We need to remember that their is nothing evil about "getting paid." To establish, understand, and demand a wage equal to one's market value is part of being a responsible citizen in a free market economy. African-Americans in all fields are often more sensitive to this as both responsibility and pressure because a.) they were denied access to it until relatively recently, b.) it is at the foundation of much classic civil rights rhetoric, and c.) it remains at the forefront of their cultural aesthetic (Floyd Mayweather, Barack Obama, and Jay-Z would never sign a contract for less than they're worth. Why should Gary Sheffield?).
So, with all that in mind, here are two reasons Orlando Hudson has to be suspicious. I won't hazard a guess as to when exactly a conspiracy of coincidences becomes a trend, but here are the facts:
Let's start with what can't help but be foremost in Hudson's mind: his own experience. Over the previous four seasons Orlando has an 803 OPS (106 OPS+), 10.7 WAR, three Gold Gloves, and two All-Star appearances. He is 32-years-old. During that same exact same timespan, Placido Polanco has a 762 OPS (98 OPS+), 12.5 WAR, two Gold Gloves, and one All-Star appearance. He is 34-years-old.
Although you may prefer one to the other, you must admit they are pretty similar players. Yet Polanco got 3 yr./$18 Million deal (plus an option) this past offseason and has made upwards of $50 Million for his career, while Hudson has had to settle for consecutive one-year deals of $5 Million or less and has earned just about $20 Million for his career. Setting aside whatever explanations and preferences you might have, ask yourself simply, is Placido Polanco more than twice as good as Orlando Hudson?
Let's also look past this years crop of unemployed black thirty- and forty-somethings. This is not the first set of former All-Stars who have been unceremoniously and unwillingly ushered into retirement. The list also includes, in just the two previous offseasons, Barry Bonds, Tony Clark, Royce Clayton, Ray Durham, Cliff Floyd, Tom Gordon, Kenny Lofton, Dave Roberts, Reggie Sanders, Shannon Stewart, Frank Thomas, Rondell White, and Preston Wilson. I'm certainly not claiming that all of these players are/were still good enough to contribute, but that's a lot of players with a lot of history being told to hang up their spikes before they're ready. Many of them - Bonds, Durham, Lofton, Sanders, etc. - were coming off season in which they had proven they could still be quite productive.

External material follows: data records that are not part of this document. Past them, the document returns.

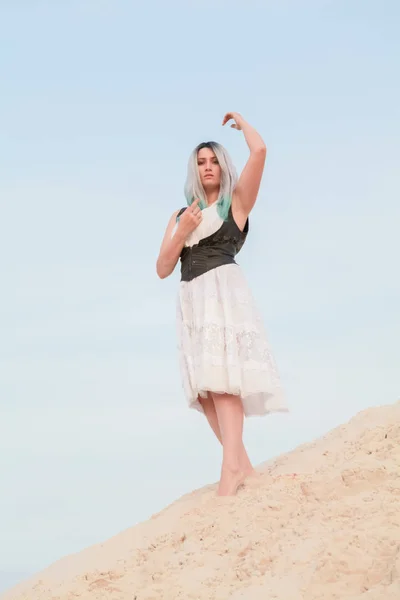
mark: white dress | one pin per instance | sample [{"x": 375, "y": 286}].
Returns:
[{"x": 221, "y": 339}]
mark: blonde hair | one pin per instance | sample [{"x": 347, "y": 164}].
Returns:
[{"x": 194, "y": 188}]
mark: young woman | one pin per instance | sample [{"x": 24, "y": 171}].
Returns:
[{"x": 227, "y": 368}]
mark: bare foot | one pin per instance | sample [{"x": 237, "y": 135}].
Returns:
[
  {"x": 246, "y": 467},
  {"x": 230, "y": 480}
]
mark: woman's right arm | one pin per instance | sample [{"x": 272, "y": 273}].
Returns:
[
  {"x": 171, "y": 249},
  {"x": 171, "y": 246}
]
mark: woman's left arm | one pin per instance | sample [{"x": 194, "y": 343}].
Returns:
[{"x": 249, "y": 181}]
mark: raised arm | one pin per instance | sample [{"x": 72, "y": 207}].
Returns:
[
  {"x": 247, "y": 188},
  {"x": 172, "y": 245}
]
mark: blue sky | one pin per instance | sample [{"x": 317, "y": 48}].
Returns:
[{"x": 101, "y": 104}]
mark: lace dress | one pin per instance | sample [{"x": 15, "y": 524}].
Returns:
[{"x": 221, "y": 339}]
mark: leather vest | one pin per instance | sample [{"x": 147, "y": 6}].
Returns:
[{"x": 215, "y": 250}]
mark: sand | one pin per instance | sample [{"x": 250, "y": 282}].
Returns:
[{"x": 321, "y": 522}]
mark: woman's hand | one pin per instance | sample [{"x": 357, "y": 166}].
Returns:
[
  {"x": 236, "y": 117},
  {"x": 190, "y": 218}
]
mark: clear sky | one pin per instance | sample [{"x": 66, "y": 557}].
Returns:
[{"x": 101, "y": 103}]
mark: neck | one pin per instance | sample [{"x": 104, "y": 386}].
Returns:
[{"x": 212, "y": 196}]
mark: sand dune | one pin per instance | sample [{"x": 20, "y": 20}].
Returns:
[{"x": 322, "y": 522}]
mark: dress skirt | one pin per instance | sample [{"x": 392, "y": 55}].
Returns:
[{"x": 222, "y": 344}]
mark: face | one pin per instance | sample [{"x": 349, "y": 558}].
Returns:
[{"x": 209, "y": 169}]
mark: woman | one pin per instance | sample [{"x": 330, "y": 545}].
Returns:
[{"x": 226, "y": 365}]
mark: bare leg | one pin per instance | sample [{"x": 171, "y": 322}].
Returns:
[
  {"x": 211, "y": 414},
  {"x": 209, "y": 411},
  {"x": 234, "y": 470}
]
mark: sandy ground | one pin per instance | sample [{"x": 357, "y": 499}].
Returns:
[{"x": 322, "y": 522}]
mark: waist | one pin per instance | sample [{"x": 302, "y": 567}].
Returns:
[{"x": 197, "y": 260}]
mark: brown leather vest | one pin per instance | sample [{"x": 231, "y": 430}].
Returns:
[{"x": 215, "y": 250}]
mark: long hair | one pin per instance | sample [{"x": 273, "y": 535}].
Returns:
[{"x": 194, "y": 188}]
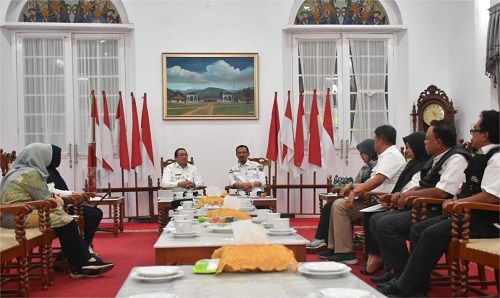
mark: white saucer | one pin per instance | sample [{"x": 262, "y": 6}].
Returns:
[
  {"x": 135, "y": 275},
  {"x": 184, "y": 235},
  {"x": 247, "y": 208},
  {"x": 304, "y": 271},
  {"x": 267, "y": 225},
  {"x": 324, "y": 266},
  {"x": 281, "y": 233},
  {"x": 344, "y": 292},
  {"x": 156, "y": 271},
  {"x": 220, "y": 228}
]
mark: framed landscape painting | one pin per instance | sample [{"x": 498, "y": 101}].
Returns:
[{"x": 210, "y": 86}]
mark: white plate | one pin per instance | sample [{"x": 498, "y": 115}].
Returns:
[
  {"x": 325, "y": 266},
  {"x": 286, "y": 233},
  {"x": 291, "y": 230},
  {"x": 344, "y": 293},
  {"x": 304, "y": 271},
  {"x": 154, "y": 271},
  {"x": 247, "y": 208},
  {"x": 184, "y": 235},
  {"x": 135, "y": 275},
  {"x": 225, "y": 228},
  {"x": 267, "y": 225}
]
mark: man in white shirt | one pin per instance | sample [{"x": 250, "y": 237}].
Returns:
[
  {"x": 430, "y": 238},
  {"x": 441, "y": 178},
  {"x": 181, "y": 175},
  {"x": 247, "y": 176},
  {"x": 384, "y": 176}
]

Hopefully, you can begin to see what Orlando might understandably construe as a pattern. I am certainly not ready to accuse MLB of "collusion" in the case of Jermaine Dye or Gary Sheffield, nor do I think that is what O-Dog is suggesting. However, the kneejerk urge to discredit his statements and the lack of imagination regarding how he and Hunter arrived at their conclusions reveals a racial taboo still ingrained deep within the sport. Our national past-time has since Jackie Robinson (and even before, to be honest) provided an insightful synecdoche into the most tortured and the most definitive aspect of our nation: or racial heteronomy. Their has been a growing inclination since the election of our first black president to believe we are entering a so-called "post-racial" America. All O-Dog is requesting is that you look closer.